The footsteps grew louder. She ran across the cabin and pulled open the bottom curtain.
Her hand involuntarily covered her mouth, and she gasped. Her stomach constricted as she fought back nausea.
She could not take her eyes off the body in the bunk. The dead man’s eyes stared up at her. Beneath the chalky face, the man’s throat had been cut. She looked at the machine-embroidered name on his one piece coveralls. Gibbs.
She had no time to be sick. There were men nearing the doorway. She pushed herself up against the wall beside a small built-in desk.
“They don’t come up those stairs alive. You hear me?” The commands were sharp.
“Aye, sir.”
“I have to clean up,” the same man ordered. “We engage at fourteen hundred.”
Amy pressed her body closer to the wall, hoping to go unseen. The men paused right outside.
“What’s going on, Kilo?” a new voice asked.
Amy jumped when two consecutive shots were fired. She tried to crawl on top of the desk as she heard the sound of bodies hitting the deck. A forearm of one of the victims flopped across the threshold.
She looked in horror at the door, waiting for whoever killed the two to step in and finish her, too.
Chapter 34
John Penn had to cut short his plan to visit two New Bedford and Fall River shelters and take a helicopter back to Newport. It was absolutely critical, he was told, that he sit in on the teleconference that his campaign manager, Anthony McCarthy, had set up with Department of Justice’s Office of Legal Counsel and President Hawkins’s National Security Advisor.
On the approach to landing at his mansion in Newport, he could see the number of reporters behind the high gates had multiplied exponentially. McCarthy had done his best to get some of these people to chase Penn to the two neighboring cities in Massachusetts. But the reporters had set up camp here, and they weren’t going anywhere. There were different crews waiting for him in Fall River and New Bedford. Penn had a feeling that was McCarthy’s doing.
Although he’d tried to put them off, the reporters had been persistent. They wanted him to talk war. They wanted him to take back everything he’d said during his months of the campaign.
He wasn’t talking. That was the President’s job, and he wasn’t going to undermine any ongoing efforts.
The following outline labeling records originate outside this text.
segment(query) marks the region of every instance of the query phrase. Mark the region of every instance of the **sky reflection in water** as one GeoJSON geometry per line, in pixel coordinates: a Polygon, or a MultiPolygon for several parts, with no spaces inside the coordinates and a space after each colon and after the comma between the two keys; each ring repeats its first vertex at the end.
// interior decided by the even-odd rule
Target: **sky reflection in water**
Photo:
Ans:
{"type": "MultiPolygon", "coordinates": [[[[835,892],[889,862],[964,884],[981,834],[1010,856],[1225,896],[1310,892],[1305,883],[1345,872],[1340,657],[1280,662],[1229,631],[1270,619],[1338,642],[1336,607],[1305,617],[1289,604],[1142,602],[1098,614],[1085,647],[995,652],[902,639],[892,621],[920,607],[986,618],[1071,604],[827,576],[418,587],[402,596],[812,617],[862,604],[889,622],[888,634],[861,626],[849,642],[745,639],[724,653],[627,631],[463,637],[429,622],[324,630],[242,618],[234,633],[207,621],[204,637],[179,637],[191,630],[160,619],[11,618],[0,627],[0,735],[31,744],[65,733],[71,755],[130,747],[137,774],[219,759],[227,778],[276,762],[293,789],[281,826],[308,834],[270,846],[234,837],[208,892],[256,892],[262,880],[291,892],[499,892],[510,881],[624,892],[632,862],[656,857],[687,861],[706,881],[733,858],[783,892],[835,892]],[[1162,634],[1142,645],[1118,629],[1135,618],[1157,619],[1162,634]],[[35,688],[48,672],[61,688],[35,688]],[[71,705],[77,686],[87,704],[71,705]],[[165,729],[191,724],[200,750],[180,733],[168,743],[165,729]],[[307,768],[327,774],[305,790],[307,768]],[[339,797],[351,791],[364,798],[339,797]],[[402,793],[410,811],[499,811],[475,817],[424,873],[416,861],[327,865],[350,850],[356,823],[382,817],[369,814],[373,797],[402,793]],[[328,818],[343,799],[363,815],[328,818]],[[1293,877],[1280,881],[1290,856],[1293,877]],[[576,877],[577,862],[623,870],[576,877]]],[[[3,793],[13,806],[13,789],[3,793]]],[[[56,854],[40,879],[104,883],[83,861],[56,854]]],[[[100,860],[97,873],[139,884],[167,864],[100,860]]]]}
Period.
As the chopper touched down on the lawn, Greg Moore and two additional Secret Service agents met Senator Penn.
“McCarthy had to pull out all the stops to set up this call,” Greg told him as they moved toward the house. “They’re just getting started.”
Penn knew what his campaign manager was trying to do. It was risky, but McCarthy wanted to delay the election.
Yesterday, Penn was being told with confidence that he was going to win by a landslide. Now, less than twenty-four hours later, the outcome of the election was anyone’s guess. He figured that this suggestion would make Hawkins’ campaign people happy, too. They had to agree. With the eastern half of the country trying to evacuate to safer areas, an election would be pointless.
He was greeted at the door by his wife, Anna, who kissed him and took his arm. “How is everything out there?” she asked. “As bad as it looks on TV?”
This was one of the million reasons he was still so crazy about his wife after all these years of marriage. She couldn’t care less about the election tomorrow. Her only concern was people. Despite Greg’s prodding, John took two minutes and told Anna about where he’d been and about the spirit of the people he’d seen at each shelter.
She gave him an affectionate hug before he had to go and whispered in his ear. “Don’t forget. It doesn’t matter. If they don’t elect you, it’s their fucking loss.”
Penn was still chuckling when he entered the dining room, which was now set up for the teleconference. Two of his aides were sitting at the table, and McCarthy was already lecturing into the conference phone. He stopped mid-sentence to inform those on the other end that the Senator had joined them.
John Penn exchanged pleasantries with the people on the phone before motioning to his campaign manager to continue what he was saying. He knew Jane Atwood, the National Security Advisor, very well, and Ned Harris from the Department of Justice even better. He’d gone to law school with Harris, and he’d been a pompous jerk back then. These two were nothing, if not devoted watchdogs for President Hawkins.
“What I was saying, Ned,” McCarthy started again, “is that there was a possible precedent set for this during the 2004 elections. After September 11th, Homeland Security recommended that the country be prepared to postpone the election in the event of a terrorist attack on or about the actual day.”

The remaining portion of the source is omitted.